We start the second half brightly and with renewed energy, dynamic dwarf Bannan replacing Wizard of Oz Holman in the middle. We switch to a flat 4-4-2 and take the game to Southampton. Now, as much as I am in awe of Benteke’s performances for the second time in a week I watch a Villa striker fluff his lines and miss a gaping net. Stevens, having a better second half, the sort of half that might keep Joe Bennett cleaning boots, fired a scorching effort at Saints keeper Boruc. The Polish shot stopper sends the ball out in the direction of Benteke who has the goal at his mercy. Having watched Bent ignominiously mistime his jump and head over against Bradford I am now forced to watch Benteke snatch at his effort, sending the ball over and wide. Better anticipation and a tidy touch and that’s a goal.

Whilst I am grumbling and angrily replying to goading text messages from glory hunting friends Jason Puncheon hits the bottom of our post after a mazy run takes him into our area. Charles N’Zogbia, who is starting to show the sort of form that will one day see him become as good as Jason puncheon, is then taken off for speedmeister Agbonlahor.

Villa proceeded to throw the proverbial kitchen sink at Southampton. With the crowd roaring them on. Somewhere in the middle of this Mark Halsey develops a fetish for accurate throws, calling Villa back to retake them much to the ire of the Holte End. Indeed, when the game stops for for the Luke Shaw injury on the 76th minute, the Villa crowd take the opportunity to let Mark Halsey know exactly what they think of his officiating.

We continue to press though that final ball or killer touch is obviously never going to come. I’ll take a fortuitous bounce or a knock on right now. Anything, just as long as we stick it in. Then, in injury time a chance arrives! Gabby Agbonlahor accelerates to nick the ball from Boruc causing the ball to loop back toward Benteke. Unbelievably he fluffs his lines again. The anticipation and the touch just isn’t there. A simple placed shot anywhere to the left of Boruc and it’s a goal. The Mrs is not impressed. She really likes Benteke though ‘that’ will be viewed as akin to personal betrayal.

At the death of the game Baker, climbing to beat his man, puts the ball onto the bar with a meaty header. Halsey then puts us and himself out of our misery and blows for full time. Final result: Aston Villa 0-1 Mark Halsey and the Southampton Theatrical Society.

Post-Match:

Feel completely miserable and gutted when I leave the ground. At this rate I’ll be on crack let alone a diet. As we trudge to the bus stop the Mrs discovers that Reading have stormed back to beat the Baggies courtesy of Android. A sad look falls over her face. I feel slightly guilty as I did introduce her to the Villa. Greatest soap opera on earth, I told her. How right I was. Now she can’t get enough, though ‘her boys’ (as she calls them) leave her feeling ridiculously low and annoyed most weekends. I suggest I start an evening support group. “Hello everyone. My name is [insert name] and I’m a Villa Supporter.”

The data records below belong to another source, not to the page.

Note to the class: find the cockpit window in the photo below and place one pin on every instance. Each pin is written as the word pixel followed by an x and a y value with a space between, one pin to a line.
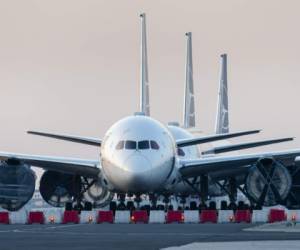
pixel 120 145
pixel 154 145
pixel 130 144
pixel 143 145
pixel 180 152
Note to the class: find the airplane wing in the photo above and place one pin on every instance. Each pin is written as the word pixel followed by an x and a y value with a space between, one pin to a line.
pixel 73 138
pixel 82 167
pixel 228 148
pixel 207 165
pixel 210 138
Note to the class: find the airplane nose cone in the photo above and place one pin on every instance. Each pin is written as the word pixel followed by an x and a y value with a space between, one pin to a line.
pixel 138 172
pixel 137 164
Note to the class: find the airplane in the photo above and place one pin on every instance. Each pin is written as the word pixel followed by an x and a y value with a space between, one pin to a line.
pixel 138 155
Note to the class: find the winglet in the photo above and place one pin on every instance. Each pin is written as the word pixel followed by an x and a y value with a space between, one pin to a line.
pixel 222 119
pixel 189 104
pixel 144 83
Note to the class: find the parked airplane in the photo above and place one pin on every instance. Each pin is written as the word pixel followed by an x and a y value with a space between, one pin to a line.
pixel 139 155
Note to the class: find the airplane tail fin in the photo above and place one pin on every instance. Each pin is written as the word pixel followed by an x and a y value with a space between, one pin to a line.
pixel 222 119
pixel 189 103
pixel 144 83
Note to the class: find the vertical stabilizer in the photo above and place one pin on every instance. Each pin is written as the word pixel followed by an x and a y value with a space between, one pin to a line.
pixel 144 84
pixel 222 120
pixel 189 104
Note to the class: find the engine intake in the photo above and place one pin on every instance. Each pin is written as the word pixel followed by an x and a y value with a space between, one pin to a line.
pixel 99 195
pixel 268 182
pixel 17 184
pixel 58 188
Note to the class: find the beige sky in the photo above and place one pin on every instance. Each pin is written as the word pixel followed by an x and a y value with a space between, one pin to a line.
pixel 73 66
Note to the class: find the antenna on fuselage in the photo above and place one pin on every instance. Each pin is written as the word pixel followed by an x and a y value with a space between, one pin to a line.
pixel 222 119
pixel 144 83
pixel 189 103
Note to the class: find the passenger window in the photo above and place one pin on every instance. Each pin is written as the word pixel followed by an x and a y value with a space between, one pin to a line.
pixel 180 152
pixel 120 145
pixel 130 144
pixel 154 145
pixel 143 145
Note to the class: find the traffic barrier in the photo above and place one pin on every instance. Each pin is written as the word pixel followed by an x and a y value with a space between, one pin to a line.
pixel 293 215
pixel 4 218
pixel 53 215
pixel 18 217
pixel 36 217
pixel 139 216
pixel 105 217
pixel 157 216
pixel 88 217
pixel 122 217
pixel 208 216
pixel 70 217
pixel 174 217
pixel 242 216
pixel 191 216
pixel 225 216
pixel 260 216
pixel 276 215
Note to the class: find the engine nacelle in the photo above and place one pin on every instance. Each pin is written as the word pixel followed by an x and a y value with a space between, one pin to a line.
pixel 268 182
pixel 17 184
pixel 58 188
pixel 98 195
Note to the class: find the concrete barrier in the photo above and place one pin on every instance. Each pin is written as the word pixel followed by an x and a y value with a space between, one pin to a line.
pixel 225 216
pixel 157 216
pixel 191 216
pixel 259 216
pixel 293 215
pixel 88 217
pixel 122 217
pixel 53 215
pixel 18 217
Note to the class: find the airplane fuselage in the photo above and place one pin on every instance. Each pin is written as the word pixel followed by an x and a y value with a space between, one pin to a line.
pixel 138 155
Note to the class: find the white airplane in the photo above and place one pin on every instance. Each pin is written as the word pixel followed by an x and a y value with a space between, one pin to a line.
pixel 138 155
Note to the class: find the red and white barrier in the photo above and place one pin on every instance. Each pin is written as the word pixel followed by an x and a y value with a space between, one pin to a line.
pixel 139 216
pixel 293 215
pixel 191 216
pixel 53 215
pixel 157 216
pixel 88 217
pixel 174 217
pixel 242 216
pixel 122 217
pixel 105 217
pixel 18 217
pixel 36 217
pixel 277 215
pixel 4 218
pixel 208 216
pixel 57 215
pixel 70 217
pixel 225 216
pixel 260 216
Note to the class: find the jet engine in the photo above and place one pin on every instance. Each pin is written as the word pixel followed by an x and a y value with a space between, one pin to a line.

Its galling because we played better today, we matched Southampton for most of the game though the bleeding obvious still rings out. We have no leader, no gravity, rubbish left backs, are often defensively shambolic and we lack cutting edge. We couldn’t unlock a music box at the moment and with numbers this bad, if it does not change soon, we are undoubtedly heading out of the Barclays Premier League.

I have one more thing to report though (cough)

I, Villa Herbert Grizzly, do hereby confess to being a) stroppy b) withdrawn and c) guilty of looking out of the window with a glazed look, as though all joy had been sucked from the earth, so help me God.